Sigorta şirketine trafik kazası sonrası yapılan başvuruda, 100 TL geçici bakıcı gideri ve 6.000 TL sürekli iş göremezlik tazminatının talep edildiği ancak daha sonra talebin 113.524,71 TL'ye yükseltildiği belirtiliyor. Sigorta Tahkim Komisyonu Uyuşmazlık Hakem Heyeti, talebin kabul edildiğine ve davalıdan maddi tazminatın tahsiline karar verildiğine dair kararın davalı vekili tarafından itiraz edildiği ve reddedildiği belirtiliyor.

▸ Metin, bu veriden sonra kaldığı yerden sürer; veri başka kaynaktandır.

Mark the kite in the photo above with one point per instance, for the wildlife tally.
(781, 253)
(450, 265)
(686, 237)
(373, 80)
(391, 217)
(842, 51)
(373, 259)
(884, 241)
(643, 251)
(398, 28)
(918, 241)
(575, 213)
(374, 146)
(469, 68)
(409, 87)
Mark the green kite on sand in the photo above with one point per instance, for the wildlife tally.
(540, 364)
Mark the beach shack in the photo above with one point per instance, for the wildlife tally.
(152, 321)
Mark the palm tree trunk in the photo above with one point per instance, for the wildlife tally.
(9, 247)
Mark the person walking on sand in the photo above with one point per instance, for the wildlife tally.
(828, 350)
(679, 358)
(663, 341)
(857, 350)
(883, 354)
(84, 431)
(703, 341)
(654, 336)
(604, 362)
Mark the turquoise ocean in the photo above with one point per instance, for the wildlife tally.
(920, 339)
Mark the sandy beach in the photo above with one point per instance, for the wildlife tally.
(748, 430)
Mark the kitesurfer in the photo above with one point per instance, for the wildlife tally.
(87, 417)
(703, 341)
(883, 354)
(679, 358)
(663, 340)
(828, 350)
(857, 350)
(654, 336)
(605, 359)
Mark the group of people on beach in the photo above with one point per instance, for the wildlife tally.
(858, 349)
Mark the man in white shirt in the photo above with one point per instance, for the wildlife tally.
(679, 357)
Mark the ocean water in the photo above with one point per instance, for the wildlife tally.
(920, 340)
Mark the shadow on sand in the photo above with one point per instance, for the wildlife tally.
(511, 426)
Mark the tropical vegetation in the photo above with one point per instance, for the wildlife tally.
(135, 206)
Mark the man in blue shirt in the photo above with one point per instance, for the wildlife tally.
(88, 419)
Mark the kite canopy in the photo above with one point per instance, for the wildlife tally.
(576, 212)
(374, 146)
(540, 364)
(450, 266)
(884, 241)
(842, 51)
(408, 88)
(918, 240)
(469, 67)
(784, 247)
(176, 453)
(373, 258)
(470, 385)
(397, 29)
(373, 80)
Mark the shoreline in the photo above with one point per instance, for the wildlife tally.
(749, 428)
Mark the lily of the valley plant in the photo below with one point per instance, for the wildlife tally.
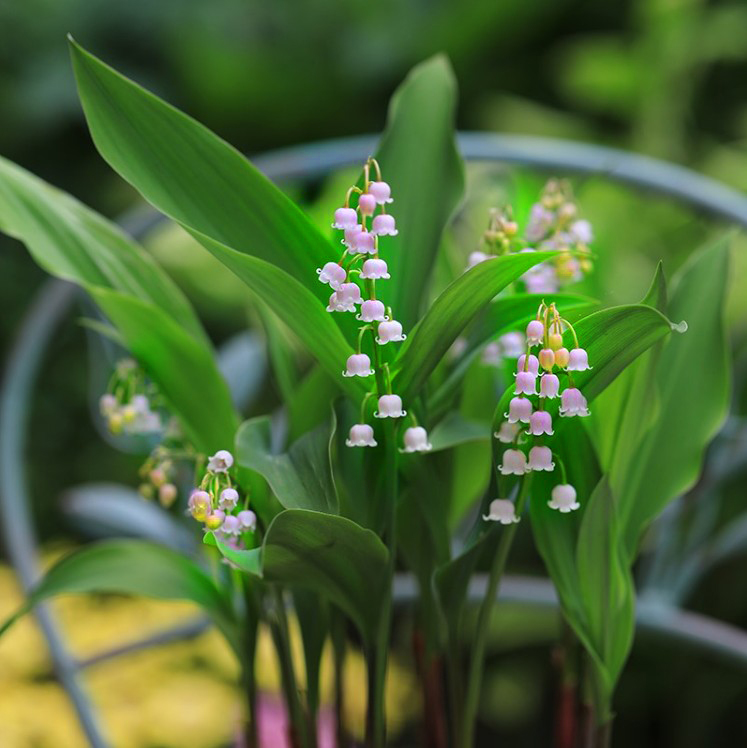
(316, 507)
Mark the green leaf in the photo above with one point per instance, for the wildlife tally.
(191, 175)
(300, 478)
(72, 242)
(693, 383)
(135, 567)
(420, 161)
(331, 556)
(452, 311)
(184, 370)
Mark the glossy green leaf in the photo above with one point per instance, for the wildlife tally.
(135, 567)
(183, 369)
(331, 556)
(693, 383)
(300, 478)
(72, 242)
(191, 174)
(452, 311)
(420, 161)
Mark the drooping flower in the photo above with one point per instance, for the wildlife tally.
(507, 432)
(361, 435)
(563, 498)
(573, 403)
(333, 274)
(345, 218)
(540, 458)
(540, 423)
(390, 406)
(358, 365)
(372, 310)
(384, 225)
(220, 462)
(416, 440)
(578, 360)
(390, 331)
(501, 510)
(375, 269)
(549, 386)
(381, 192)
(519, 409)
(526, 383)
(514, 463)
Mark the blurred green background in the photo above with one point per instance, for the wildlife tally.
(662, 77)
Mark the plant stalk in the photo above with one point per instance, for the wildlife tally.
(476, 665)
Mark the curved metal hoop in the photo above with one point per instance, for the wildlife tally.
(305, 162)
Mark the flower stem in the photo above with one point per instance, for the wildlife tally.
(476, 665)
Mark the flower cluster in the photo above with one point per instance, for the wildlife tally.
(528, 407)
(126, 405)
(353, 282)
(554, 224)
(216, 503)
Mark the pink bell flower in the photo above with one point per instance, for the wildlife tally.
(573, 403)
(375, 269)
(514, 463)
(519, 409)
(563, 498)
(390, 406)
(358, 365)
(501, 510)
(381, 192)
(361, 435)
(540, 458)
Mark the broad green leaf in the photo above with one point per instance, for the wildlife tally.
(452, 311)
(135, 567)
(420, 161)
(693, 383)
(183, 369)
(300, 478)
(72, 242)
(330, 556)
(192, 175)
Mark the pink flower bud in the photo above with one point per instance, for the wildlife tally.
(390, 331)
(345, 218)
(535, 332)
(228, 499)
(573, 403)
(390, 406)
(519, 409)
(549, 385)
(372, 310)
(383, 225)
(533, 365)
(381, 192)
(501, 510)
(333, 274)
(375, 269)
(416, 440)
(514, 463)
(366, 204)
(220, 462)
(359, 365)
(361, 435)
(362, 242)
(526, 383)
(540, 423)
(247, 519)
(578, 360)
(507, 432)
(540, 458)
(563, 498)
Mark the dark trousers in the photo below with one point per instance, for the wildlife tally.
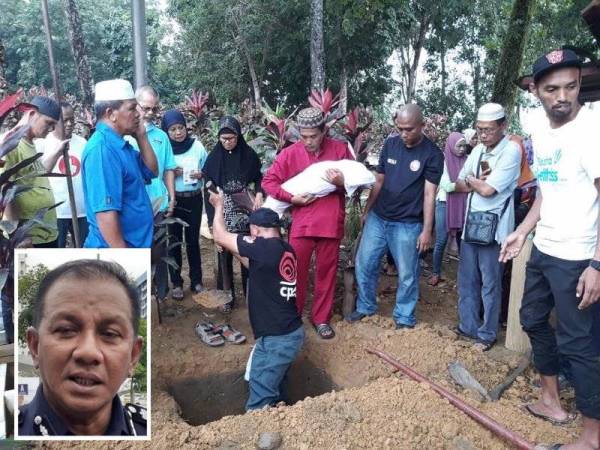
(161, 273)
(52, 244)
(229, 269)
(65, 226)
(550, 283)
(189, 209)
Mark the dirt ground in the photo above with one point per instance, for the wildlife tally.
(355, 400)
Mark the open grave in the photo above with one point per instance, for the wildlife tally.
(206, 399)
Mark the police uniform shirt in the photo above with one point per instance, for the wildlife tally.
(39, 419)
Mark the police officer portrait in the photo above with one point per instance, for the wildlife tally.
(81, 340)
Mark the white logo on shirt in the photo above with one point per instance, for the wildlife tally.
(415, 165)
(287, 290)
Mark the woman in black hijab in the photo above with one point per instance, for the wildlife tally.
(234, 167)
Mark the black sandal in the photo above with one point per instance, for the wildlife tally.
(324, 331)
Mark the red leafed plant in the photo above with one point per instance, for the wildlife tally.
(197, 103)
(324, 100)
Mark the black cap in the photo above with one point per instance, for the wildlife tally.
(264, 217)
(556, 59)
(46, 106)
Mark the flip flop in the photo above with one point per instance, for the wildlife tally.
(569, 419)
(325, 331)
(205, 331)
(230, 334)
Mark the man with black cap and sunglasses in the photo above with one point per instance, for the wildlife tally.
(275, 321)
(563, 272)
(42, 119)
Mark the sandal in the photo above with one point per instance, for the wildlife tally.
(177, 293)
(434, 280)
(206, 332)
(484, 346)
(461, 334)
(567, 420)
(324, 331)
(230, 334)
(226, 308)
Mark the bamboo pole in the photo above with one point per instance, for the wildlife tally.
(59, 125)
(516, 338)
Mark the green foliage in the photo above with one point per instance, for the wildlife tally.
(28, 287)
(107, 32)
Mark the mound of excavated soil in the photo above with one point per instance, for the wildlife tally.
(374, 407)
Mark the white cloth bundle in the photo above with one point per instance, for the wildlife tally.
(312, 180)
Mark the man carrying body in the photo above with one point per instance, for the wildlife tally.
(317, 223)
(48, 146)
(399, 215)
(25, 206)
(118, 209)
(563, 272)
(274, 318)
(490, 175)
(162, 188)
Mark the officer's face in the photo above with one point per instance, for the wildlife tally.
(85, 346)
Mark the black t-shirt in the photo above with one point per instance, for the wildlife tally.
(405, 170)
(271, 285)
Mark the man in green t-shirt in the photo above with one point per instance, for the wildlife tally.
(41, 120)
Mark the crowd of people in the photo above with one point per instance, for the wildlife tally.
(479, 194)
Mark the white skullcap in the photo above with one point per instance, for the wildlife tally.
(468, 134)
(111, 90)
(490, 111)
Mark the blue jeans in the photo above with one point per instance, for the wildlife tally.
(479, 279)
(65, 226)
(401, 238)
(271, 360)
(441, 236)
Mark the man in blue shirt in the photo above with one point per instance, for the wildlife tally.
(399, 215)
(162, 188)
(119, 212)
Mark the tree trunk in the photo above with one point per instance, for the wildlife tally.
(343, 105)
(317, 46)
(84, 73)
(241, 41)
(477, 85)
(411, 65)
(3, 83)
(509, 65)
(444, 77)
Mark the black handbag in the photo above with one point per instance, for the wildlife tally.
(481, 226)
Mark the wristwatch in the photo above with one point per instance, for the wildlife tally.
(595, 264)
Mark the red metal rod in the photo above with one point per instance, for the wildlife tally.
(474, 413)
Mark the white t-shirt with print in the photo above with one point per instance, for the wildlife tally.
(566, 163)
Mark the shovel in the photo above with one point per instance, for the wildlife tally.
(467, 381)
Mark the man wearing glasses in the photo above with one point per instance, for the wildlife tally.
(118, 209)
(490, 175)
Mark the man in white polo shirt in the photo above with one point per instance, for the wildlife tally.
(563, 272)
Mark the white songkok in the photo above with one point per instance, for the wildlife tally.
(113, 90)
(489, 112)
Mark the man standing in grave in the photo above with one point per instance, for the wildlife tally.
(275, 321)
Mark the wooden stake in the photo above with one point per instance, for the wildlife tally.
(516, 338)
(59, 125)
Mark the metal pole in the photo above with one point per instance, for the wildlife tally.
(59, 125)
(485, 420)
(138, 13)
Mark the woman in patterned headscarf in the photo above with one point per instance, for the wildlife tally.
(234, 167)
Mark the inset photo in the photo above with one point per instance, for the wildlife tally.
(83, 344)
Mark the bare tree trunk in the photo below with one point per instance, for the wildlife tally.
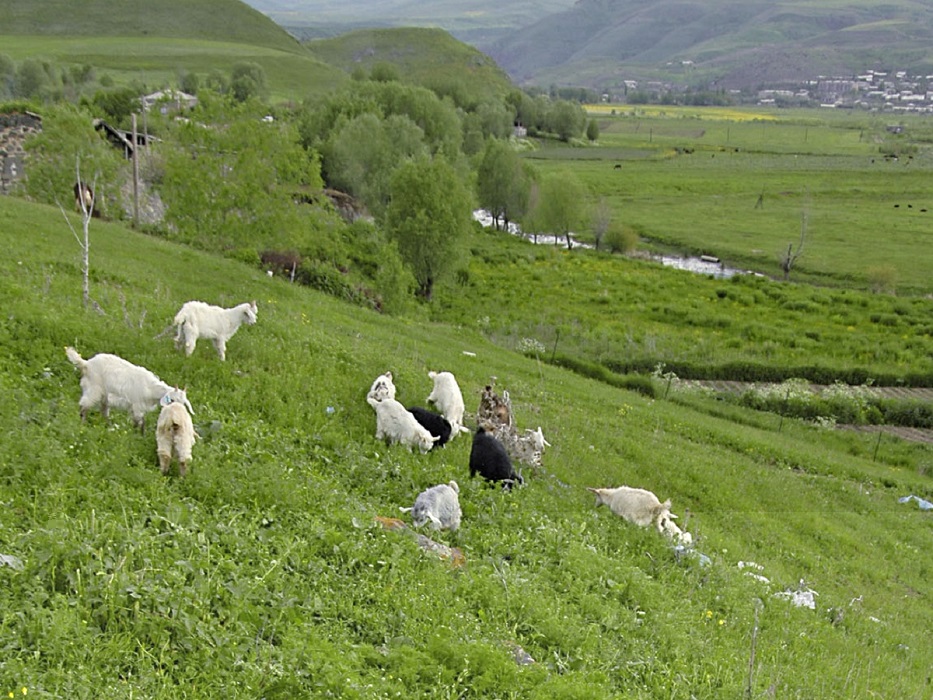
(87, 211)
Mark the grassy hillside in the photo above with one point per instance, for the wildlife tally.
(207, 20)
(153, 43)
(466, 20)
(264, 574)
(422, 56)
(737, 44)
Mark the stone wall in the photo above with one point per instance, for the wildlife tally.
(15, 128)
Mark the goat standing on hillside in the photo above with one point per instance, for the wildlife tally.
(174, 433)
(199, 320)
(110, 381)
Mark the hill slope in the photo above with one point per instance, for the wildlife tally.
(741, 44)
(473, 20)
(208, 20)
(263, 572)
(423, 56)
(154, 42)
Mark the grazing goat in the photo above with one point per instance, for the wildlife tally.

Ancak Yargıtay, karara yapılan itirazda hükümetin haklı olduğunu tespit ederek kararı bozuyor. Kararda, bilirkişi raporunun yeterli ve denetlenebilir olmadığından bahsediliyor ve raporun yeniden düzenlenerek davalı lehine sonuçlar doğurabilecek bir karar verilmesi gerektiği ifade ediliyor. Ayrıca, davacı lehine hükmedilecek vekalet ücretinin hesaplanması konusunda da yanlış bir uygulama yapıldığı dile getiriliyor. Kanun maddeleri olarak, Sigortacılık Kanunu'nun 30/17. maddesi ve Sigortacılıkta Tahkime İlişkin Yönetmelik'in 6. maddesi ve 16. maddesinin 13. fıkrası açıklanıyor.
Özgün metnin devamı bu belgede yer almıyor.